VTOL UAVs such as the Fire Scout and Hummingbird currently have the capability to fly autonomously, land in a
specific location and take off again.1,2 Smaller UAVs with these abilities would have many applications, including
flying through buildings for search and rescue or surveillance operations.
MEMS Sensors
Two MEMS (Micro-Electro-Mechanical Systems)
sensors, a gyroscope and an accelerometer, were
interfaced with the PIC microcontroller. A single chip
rate gyro evaluation board (ADXRS150EB Analog
Devices, Inc., www.analog.com) was used to measure
angular velocity. The evaluation board, shown in Fig.
2 weighs three grams and is about 1” long by 0.5”
wide. The sensor is capable of measuring +/-150
degrees/second of angular velocity and includes some
signal conditioning electronics to help preserve the
signal in noisy environments. The bandwidth of the
evaluation board is fixed and set at 40 Hz. The chip
produces an analog voltage output that is proportional
to the angular velocity about the axis normal to the top
surface of the gyroscope package.
Circuit Design and Hardware Integration
A circuit using three individual boards was designed and
fabricated to connect the PIC development board, gyroscopes,
R/C receiver, battery, and electric speed controllers. Figure 5
shows these connections. A freeware version (4.13) of the
Eagle layout editor (http://www.cadsoft.de) was used to create
the circuit board. The circuit board for the UAV was fabricated
by Advanced Circuits (http://4pcb.com).
Three circuit boards were created so that each of the three
gyroscopes could measure angular velocity about a different
perpendicular axis. The three boards were soldered together
perpendicular to each other using right angle male pin headers
(Fig. 6)
Results
The electronics and PI control law were tested using the two-rotor system described in Section III. Two pilot
inputs from the R/C transmitter and receiver were used to determine the desired thrust and pitch rate. A gyroscope
was mounted on the test system to measure the pitch rate. The PI control law was used to calculate the speed of the
two motors needed to maintain the desired angular velocity of the system.

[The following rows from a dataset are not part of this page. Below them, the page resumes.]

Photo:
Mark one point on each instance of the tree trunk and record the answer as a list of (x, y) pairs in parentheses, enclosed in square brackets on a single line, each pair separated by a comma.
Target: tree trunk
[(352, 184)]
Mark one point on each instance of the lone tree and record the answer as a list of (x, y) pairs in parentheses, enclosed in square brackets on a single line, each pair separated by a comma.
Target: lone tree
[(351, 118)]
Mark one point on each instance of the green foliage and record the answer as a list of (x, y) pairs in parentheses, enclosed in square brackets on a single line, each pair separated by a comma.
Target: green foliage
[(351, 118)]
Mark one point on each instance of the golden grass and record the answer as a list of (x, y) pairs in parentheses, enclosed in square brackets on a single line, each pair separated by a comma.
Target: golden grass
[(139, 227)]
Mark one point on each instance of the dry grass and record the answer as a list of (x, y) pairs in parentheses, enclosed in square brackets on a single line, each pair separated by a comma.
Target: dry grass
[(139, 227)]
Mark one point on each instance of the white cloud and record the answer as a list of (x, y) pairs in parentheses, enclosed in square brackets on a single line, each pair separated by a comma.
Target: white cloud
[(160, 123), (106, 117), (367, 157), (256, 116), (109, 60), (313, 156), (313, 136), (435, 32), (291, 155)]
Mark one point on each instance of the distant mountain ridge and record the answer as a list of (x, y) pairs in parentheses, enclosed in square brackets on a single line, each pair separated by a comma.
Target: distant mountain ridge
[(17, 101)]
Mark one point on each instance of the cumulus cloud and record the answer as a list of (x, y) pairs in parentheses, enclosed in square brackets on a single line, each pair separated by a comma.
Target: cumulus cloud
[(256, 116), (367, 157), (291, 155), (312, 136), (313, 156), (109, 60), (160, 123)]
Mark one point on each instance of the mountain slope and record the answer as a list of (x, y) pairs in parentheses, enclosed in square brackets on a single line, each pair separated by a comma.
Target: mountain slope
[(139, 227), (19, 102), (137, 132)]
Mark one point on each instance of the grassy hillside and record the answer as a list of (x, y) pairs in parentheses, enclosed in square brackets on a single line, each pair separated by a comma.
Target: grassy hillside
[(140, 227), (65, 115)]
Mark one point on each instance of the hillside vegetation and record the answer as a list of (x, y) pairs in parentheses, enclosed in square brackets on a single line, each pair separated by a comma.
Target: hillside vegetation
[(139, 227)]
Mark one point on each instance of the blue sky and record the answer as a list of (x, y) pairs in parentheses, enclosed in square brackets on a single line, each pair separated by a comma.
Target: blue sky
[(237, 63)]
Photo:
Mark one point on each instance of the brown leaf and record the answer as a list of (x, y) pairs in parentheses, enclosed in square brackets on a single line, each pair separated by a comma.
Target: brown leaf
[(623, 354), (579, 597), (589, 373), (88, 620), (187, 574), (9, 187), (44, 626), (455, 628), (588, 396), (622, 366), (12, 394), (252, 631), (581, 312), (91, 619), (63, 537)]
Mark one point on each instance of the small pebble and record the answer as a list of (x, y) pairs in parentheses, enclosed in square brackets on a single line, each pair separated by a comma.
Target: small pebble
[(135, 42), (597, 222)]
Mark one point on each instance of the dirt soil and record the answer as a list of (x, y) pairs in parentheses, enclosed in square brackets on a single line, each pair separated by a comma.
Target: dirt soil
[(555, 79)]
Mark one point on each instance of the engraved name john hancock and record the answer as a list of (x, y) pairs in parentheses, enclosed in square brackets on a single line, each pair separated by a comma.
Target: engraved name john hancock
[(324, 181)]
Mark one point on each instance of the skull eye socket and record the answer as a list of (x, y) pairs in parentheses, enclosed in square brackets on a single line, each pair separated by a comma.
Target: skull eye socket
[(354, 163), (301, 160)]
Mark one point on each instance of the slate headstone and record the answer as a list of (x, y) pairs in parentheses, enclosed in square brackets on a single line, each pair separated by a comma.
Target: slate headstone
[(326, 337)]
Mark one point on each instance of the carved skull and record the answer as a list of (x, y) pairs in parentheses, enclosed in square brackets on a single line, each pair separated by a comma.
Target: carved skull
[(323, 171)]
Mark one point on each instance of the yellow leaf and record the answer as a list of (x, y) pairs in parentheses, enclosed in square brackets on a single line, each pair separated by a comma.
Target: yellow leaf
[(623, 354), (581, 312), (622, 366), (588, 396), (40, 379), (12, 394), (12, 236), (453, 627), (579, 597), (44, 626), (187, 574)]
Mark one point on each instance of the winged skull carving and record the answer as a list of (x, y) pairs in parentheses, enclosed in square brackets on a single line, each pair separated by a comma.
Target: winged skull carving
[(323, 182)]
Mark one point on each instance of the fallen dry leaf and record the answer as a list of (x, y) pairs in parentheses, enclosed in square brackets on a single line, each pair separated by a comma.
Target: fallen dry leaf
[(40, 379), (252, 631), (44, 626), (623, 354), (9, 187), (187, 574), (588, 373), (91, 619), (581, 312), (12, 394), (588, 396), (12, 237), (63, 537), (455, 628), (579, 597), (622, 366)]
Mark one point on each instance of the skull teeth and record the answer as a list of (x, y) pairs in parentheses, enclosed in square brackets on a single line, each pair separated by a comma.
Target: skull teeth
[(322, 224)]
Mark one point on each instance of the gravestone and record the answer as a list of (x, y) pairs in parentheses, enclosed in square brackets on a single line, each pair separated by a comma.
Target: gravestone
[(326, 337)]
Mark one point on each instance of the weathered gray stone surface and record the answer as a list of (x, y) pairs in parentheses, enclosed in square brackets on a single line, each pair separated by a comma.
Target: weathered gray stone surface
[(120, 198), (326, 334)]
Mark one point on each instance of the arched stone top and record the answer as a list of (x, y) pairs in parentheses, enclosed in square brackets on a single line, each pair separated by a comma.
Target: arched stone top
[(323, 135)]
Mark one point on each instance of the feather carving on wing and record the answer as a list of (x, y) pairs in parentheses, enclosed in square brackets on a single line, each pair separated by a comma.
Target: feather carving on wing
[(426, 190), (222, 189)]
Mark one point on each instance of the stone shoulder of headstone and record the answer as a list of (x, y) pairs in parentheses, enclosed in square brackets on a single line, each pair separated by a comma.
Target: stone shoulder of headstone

To show the importance of using feedback from the gyroscope, tests were performed to try to keep the test
system level both with and without pitch rate feedback from the gyroscope. The Flight Data Recorder described in
Section III was used to record the pilot input for pitch rate in both cases and outputs from the gyroscope were saved
in the PIC microcontroller’s RAM and printed to a computer monitor after the tests. Figure 9 shows the pitch rates
that were recorded by the gyroscope during these tests. The pitch rates recorded during the test without feedback
control have a much higher range, from −80 to +80 degrees/second, than the test with feedback control (range of
−20 to +20 degrees/second).
Conclusion
A lightweight quadrotor system has been designed with an emphasis on using inexpensive COTS components.
The components have been integrated and pilot-in-the-loop PI control has been successfully implemented on a
single degree of freedom test system using these components. The electronics have been used to develop a stability
augmentation system that will allow manual flight of the quadrotor. The quadrotor was placed on a training stand
with two degrees of freedom, but the flexibility of the quadrotor frame prevented successful flight. More flights will
be conducted in the near future.
This research has demonstrated that low-cost components can be used to create a control system that will allow
manual flight for a quadrotor. These electronics have been developed so that they can be easily integrated with
additional sensors such as cameras, sonar, and optic flow sensors to increase the level of quadrotor autonomy. In
addition, a control algorithm more sophisticated than the current PI control can be used.